⁵ Central Clinical School, Monash University, Melbourne, VIC, Australia.
⁶ School of Allied Health Professions, Keele University, Staffordshire, United Kingdom.

Abstract

Background and purpose: This study aimed to investigate the feasibility of safe-dose escalation to dominant intraprostatic lesions (DILs) and assess the clinical impact using dose-volume (DV) and biological metrics in photon and proton therapy. Biological parameters defined as late grade ≥ 2 gastrointestinal (GI) and genitourinary (GU) derived from planned (D _P) and accumulated dose (D _A) were utilized.

Materials and methods: In total, 10 patients with high-risk prostate cancer with multiparametric MRI-defined DILs were investigated. Each patient had two plans with a focal boost to the DILs using intensity-modulated proton therapy (IMPT) and volumetric-modulated arc therapy (VMAT). Plans were optimized to obtain DIL coverage while respecting the mandatory organ-at-risk constraints. For the planning evaluation, DV metrics, tumor control probability (TCP) for the DILs and whole prostate excluding the DILs (prostate-DILs), and normal tissue complication probability (NTCP) for the rectum and bladder were calculated. Wilcoxon signed-rank test was used for analyzing TCP and NTCP data.

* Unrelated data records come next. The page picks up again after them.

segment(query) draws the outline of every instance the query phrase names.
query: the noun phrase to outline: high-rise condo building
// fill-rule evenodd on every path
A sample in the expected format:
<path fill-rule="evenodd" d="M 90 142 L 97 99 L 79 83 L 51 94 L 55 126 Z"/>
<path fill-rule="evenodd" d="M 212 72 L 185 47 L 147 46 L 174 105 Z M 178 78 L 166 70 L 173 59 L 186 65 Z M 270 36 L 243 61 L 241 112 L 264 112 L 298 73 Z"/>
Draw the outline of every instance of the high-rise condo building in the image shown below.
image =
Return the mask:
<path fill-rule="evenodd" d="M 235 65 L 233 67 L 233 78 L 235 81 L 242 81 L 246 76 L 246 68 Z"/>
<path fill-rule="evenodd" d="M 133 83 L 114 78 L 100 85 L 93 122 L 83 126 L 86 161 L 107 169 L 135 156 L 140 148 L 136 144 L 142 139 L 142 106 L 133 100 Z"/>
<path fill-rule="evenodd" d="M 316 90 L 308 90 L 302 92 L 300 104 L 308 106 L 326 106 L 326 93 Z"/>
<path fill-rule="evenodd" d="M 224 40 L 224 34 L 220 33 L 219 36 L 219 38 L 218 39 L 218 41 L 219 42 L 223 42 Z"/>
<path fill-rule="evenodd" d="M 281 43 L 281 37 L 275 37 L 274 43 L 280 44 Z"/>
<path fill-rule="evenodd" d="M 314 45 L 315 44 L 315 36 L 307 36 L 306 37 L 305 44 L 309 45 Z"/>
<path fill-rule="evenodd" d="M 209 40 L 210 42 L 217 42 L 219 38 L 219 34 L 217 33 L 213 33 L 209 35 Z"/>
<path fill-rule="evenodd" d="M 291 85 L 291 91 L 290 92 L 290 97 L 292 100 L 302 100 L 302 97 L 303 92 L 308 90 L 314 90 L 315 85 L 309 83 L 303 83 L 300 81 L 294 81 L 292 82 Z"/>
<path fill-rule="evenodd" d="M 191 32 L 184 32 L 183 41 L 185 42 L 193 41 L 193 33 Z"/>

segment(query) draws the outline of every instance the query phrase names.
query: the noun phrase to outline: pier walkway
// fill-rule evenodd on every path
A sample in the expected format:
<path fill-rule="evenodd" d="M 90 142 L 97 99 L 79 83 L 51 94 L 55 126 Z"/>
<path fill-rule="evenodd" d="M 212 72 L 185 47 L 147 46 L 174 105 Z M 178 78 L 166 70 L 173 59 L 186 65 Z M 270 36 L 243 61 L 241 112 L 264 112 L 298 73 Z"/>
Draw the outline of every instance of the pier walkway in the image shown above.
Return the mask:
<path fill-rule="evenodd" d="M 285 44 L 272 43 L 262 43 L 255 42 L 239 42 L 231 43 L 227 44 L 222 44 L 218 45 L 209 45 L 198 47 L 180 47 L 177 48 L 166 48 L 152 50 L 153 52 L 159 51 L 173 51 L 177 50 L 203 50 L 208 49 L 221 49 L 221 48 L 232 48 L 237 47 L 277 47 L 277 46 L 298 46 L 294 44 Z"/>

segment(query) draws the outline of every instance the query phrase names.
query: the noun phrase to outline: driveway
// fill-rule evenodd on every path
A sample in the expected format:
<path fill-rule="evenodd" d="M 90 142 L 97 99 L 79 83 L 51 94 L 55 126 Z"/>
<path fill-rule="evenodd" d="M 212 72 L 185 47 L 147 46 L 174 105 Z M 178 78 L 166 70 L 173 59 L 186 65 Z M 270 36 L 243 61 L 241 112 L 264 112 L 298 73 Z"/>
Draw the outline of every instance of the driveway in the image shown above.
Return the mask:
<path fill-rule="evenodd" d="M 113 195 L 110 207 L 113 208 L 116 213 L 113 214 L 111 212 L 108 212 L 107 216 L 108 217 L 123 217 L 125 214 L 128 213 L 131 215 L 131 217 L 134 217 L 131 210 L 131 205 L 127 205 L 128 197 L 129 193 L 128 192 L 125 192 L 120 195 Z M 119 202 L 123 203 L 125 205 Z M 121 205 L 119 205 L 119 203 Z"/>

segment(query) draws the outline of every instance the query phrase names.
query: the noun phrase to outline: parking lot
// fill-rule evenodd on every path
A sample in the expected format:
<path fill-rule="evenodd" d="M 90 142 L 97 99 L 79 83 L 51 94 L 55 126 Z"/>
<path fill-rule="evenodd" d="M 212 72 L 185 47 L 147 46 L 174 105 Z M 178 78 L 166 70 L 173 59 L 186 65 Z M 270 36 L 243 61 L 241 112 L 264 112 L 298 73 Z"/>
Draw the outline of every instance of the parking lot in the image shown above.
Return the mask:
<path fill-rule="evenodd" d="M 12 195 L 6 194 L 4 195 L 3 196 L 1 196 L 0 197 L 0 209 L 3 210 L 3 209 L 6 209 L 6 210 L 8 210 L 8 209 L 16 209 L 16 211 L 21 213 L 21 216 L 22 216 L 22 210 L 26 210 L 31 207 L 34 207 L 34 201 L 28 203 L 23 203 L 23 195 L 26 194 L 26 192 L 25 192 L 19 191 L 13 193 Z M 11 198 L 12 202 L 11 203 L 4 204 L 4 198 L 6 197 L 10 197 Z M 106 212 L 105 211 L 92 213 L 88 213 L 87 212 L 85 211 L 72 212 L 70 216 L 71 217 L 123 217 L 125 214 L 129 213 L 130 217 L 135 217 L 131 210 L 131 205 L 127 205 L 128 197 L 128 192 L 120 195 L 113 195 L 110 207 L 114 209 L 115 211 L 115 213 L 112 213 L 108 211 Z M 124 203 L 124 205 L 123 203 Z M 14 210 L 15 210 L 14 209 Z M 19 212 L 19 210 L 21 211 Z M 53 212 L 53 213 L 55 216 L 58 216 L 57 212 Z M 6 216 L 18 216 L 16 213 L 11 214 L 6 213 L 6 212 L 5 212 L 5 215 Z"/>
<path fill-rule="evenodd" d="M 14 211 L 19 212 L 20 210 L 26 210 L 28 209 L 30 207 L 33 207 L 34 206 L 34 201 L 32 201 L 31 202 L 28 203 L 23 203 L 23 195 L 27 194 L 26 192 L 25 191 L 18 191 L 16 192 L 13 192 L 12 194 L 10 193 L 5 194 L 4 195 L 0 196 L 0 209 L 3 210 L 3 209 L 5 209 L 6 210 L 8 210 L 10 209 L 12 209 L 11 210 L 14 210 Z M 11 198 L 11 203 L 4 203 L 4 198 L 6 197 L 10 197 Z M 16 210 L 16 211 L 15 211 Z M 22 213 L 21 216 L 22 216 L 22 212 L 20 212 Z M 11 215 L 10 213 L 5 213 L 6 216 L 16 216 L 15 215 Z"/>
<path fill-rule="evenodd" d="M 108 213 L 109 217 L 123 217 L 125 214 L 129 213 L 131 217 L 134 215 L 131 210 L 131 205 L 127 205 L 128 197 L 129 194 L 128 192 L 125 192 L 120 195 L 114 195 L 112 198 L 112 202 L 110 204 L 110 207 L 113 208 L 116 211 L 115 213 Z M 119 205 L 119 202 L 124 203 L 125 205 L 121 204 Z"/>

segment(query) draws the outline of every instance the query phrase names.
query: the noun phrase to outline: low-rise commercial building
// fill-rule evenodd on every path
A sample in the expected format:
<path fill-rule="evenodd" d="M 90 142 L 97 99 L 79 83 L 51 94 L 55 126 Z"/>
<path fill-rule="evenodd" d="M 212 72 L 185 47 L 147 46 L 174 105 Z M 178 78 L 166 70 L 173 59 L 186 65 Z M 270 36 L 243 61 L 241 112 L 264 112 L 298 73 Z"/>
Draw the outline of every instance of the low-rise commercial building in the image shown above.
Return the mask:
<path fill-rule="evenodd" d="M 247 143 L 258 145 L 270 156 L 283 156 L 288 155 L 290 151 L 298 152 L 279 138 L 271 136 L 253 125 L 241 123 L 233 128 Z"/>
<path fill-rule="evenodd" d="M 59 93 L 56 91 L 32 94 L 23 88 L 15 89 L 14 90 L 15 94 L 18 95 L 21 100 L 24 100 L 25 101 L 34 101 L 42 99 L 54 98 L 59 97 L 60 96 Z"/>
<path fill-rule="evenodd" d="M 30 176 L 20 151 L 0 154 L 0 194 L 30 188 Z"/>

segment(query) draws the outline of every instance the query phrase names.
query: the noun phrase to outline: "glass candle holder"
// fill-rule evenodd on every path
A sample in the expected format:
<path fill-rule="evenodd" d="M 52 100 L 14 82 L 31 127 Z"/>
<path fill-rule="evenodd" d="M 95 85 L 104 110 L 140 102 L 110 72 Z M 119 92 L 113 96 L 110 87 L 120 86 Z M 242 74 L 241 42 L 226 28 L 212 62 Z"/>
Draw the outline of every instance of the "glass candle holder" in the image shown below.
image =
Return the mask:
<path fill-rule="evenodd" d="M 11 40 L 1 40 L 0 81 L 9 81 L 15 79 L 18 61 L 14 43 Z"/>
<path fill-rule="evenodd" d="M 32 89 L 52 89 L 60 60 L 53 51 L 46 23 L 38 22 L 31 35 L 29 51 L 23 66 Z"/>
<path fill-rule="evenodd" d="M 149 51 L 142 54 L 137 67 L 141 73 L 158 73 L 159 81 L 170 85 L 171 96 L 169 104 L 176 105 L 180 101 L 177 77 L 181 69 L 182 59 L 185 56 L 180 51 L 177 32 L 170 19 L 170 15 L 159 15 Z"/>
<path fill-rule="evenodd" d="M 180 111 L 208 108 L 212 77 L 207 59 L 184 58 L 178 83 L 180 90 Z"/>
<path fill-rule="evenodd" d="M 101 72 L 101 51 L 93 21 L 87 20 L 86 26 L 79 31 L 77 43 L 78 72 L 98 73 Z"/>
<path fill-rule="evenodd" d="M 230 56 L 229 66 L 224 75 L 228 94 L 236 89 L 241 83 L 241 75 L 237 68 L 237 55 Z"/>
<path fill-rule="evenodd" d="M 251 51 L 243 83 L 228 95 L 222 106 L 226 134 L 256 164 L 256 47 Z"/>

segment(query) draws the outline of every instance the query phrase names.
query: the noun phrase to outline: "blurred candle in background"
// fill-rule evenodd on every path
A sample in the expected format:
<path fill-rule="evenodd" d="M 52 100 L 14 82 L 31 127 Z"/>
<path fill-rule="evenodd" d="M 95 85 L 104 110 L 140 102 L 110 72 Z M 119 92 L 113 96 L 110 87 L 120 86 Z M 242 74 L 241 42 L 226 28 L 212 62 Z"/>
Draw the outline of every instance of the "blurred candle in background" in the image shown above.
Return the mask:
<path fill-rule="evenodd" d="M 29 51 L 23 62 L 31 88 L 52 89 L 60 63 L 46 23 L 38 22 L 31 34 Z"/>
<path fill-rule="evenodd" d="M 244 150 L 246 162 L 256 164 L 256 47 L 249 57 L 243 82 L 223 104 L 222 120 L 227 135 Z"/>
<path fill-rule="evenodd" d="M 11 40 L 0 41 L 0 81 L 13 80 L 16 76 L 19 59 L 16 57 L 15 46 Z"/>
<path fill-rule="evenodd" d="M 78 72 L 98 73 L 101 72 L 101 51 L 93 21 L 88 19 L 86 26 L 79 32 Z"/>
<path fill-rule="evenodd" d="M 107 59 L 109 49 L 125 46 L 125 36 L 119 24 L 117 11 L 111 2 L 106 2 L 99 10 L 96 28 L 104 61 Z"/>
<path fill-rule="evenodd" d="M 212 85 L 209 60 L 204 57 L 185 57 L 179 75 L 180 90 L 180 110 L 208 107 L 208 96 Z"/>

Results: IMPT achieved a higher Dmean for the DILs compared to VMAT (IMPT: 68.1 GyRBE vs. VMAT: 66.6 Gy, p < 0.05). Intermediate-high rectal and bladder doses were lower for IMPT (p < 0.05), while the high-dose region (V60 Gy) remained comparable. IMPT-TCP for prostate-DIL were higher compared to VMAT (IMPT: 86%; α/β = 3, 94.3%; α/β = 1.5 vs. VMAT: 84.7%; α/β = 3, 93.9%; α/β = 1.5, p < 0.05). Likewise, IMPT obtained a moderately higher DIL TCP (IMPT: 97%; α/β = 3, 99.3%; α/β = 1.5 vs. VMAT: 95.9%; α/β = 3, 98.9%; α/β = 1.5, p < 0.05). Rectal D _A-NTCP displayed the highest GI toxicity risk at 5.6%, and IMPT has a lower GI toxicity risk compared to VMAT-predicted Quantec-NTCP (p < 0.05). Bladder D _P-NTCP projected a higher GU toxicity than D _A-NTCP, with VMAT having the highest risk (p < 0.05).

Conclusion: Dose escalation using IMPT is able to achieve a high TCP for the DILs, with the lowest rectal and bladder DV doses at the intermediate-high-dose range. The reduction in physical dose was translated into a lower NTCP (p < 0.05) for the bladder, although rectal toxicity remained equivalent.

Keywords: biological modeling; high-risk prostate cancer; intraprostatic lesions; magnetic resonance imaging; proton therapy.

Grants and funding

The author(s) declare financial support was received for the research, authorship, and/or publication of this article. This work was funded by the AM/ACP-Designated Philanthropic Fund award (Research Program of Proton Physics; Project Ref: 08/FY2021/EX/12-A42).